We’re starting to see the results of this in consumer technology. One such result is increased flexibility of devices, sometimes going beyond the feature set the devices openly launch with (like the Apple TV), or even beyond what the creators had initially thought to do with the device. Over-the-air updates mean features can be added in later. We’ll probably see lots of new capabilities—some frivolous—in upcoming generations of products. My bathroom scale measures CO2 levels. Why? Well, it’s not completely useless, but part of me wonders if the question posed was something more like “why not?”

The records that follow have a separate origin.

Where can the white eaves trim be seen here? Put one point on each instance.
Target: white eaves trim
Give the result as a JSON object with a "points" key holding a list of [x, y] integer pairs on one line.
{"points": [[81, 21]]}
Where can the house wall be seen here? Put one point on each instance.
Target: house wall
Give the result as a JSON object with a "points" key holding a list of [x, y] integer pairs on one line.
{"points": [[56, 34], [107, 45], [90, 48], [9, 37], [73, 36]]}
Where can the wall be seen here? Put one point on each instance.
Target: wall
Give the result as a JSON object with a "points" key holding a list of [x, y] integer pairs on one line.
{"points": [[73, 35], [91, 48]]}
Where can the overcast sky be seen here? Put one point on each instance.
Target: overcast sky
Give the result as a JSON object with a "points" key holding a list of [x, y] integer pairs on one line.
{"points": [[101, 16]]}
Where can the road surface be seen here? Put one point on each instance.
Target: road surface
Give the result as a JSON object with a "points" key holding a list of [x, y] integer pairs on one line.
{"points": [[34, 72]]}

There are other, less desirable effects. In 2011, when the U.S. Chamber of Commerce was the victim of a large scale data breach at the hands of Chinese hackers, one point of infiltration was a hacked thermostat “at a town house the Chamber owns on Capitol Hill”. It seems a bit ridiculous that a thermostat would even have the technology to be hacked, but this is the future and we may as well prepare ourselves for it. Anything with a generic microprocessor and a network connection is a possible candidate for hacking. And soon this will be everything from microwaves to baby monitors.
Putting objects online makes sense. Internet connectivity allows for updates to fix bugs, enables intelligent behavior, backups, synchronization, sharing of data, and even the ability to alert us to recalls. The smartness of “smart” devices is often not so much in the devices as it is in their ability to coordinate with other devices in the same environment.

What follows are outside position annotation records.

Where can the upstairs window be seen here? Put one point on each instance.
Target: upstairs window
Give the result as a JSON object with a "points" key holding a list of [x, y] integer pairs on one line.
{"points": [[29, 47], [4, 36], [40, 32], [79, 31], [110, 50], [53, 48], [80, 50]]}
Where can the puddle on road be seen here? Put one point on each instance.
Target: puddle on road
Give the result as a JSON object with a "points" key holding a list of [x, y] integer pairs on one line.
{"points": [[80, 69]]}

Generic, flexible hardware architectures also make sense. Not just from a manufacturing standpoint, but also so that developers can work rapidly on systems and with toolchains they have familiarity with.
In fact, there’s a whole movement underway in the software world as programmers are suddenly able to interact with hardware. Systems-on-a-chip and platforms like the Arduino and the Raspberry Pi have empowered a generation of developers to create over-engineered hardware solutions. Full-versions of Linux on desktop-grade machines running high-level programming languages in order to blink a couple of LEDs. It’s an embarrassment of technological riches.
As a developer, it’s exciting to be able to interact with the physical world. But most of us are new to it. And the risks are different.
Imperfect software security is a fact of life, and we’re opening up myriad new ways to be monitored and to have our data stolen. Our Kinects watch (and listen!) to us constantly. Our WiFi-enabled scales can sniff our network traffic. There are scores of IP-enabled devices within our networks on which malware can live. It can even be carried inside of our bodies on devices like pacemakers, and these devices will be transported into even the most restricted of areas. The implications are complex, opaque.
I have more questions than answers on this subject. Maybe we’ll develop better tools for monitoring how our data is used. Maybe we’ll invent watchdog devices to keep an eye on the data other devices send and receive. Perhaps well add standard security daemons or OS extensions to these common systems and create new certification standards so consumers have some idea what they’re getting inside that shiny plastic case. Maybe we won’t. Right now there’s really no incentive for product makers to care. And honestly, most of us don’t really know what’s in our devices (let alone ask or understand).
But one thing I know is that if you’ve ever considered a career in the software industry, go for it. Because on a long enough timeline, software guys always win. Hardware ➡ firmware ➡ software. And the only thing beyond software is more software.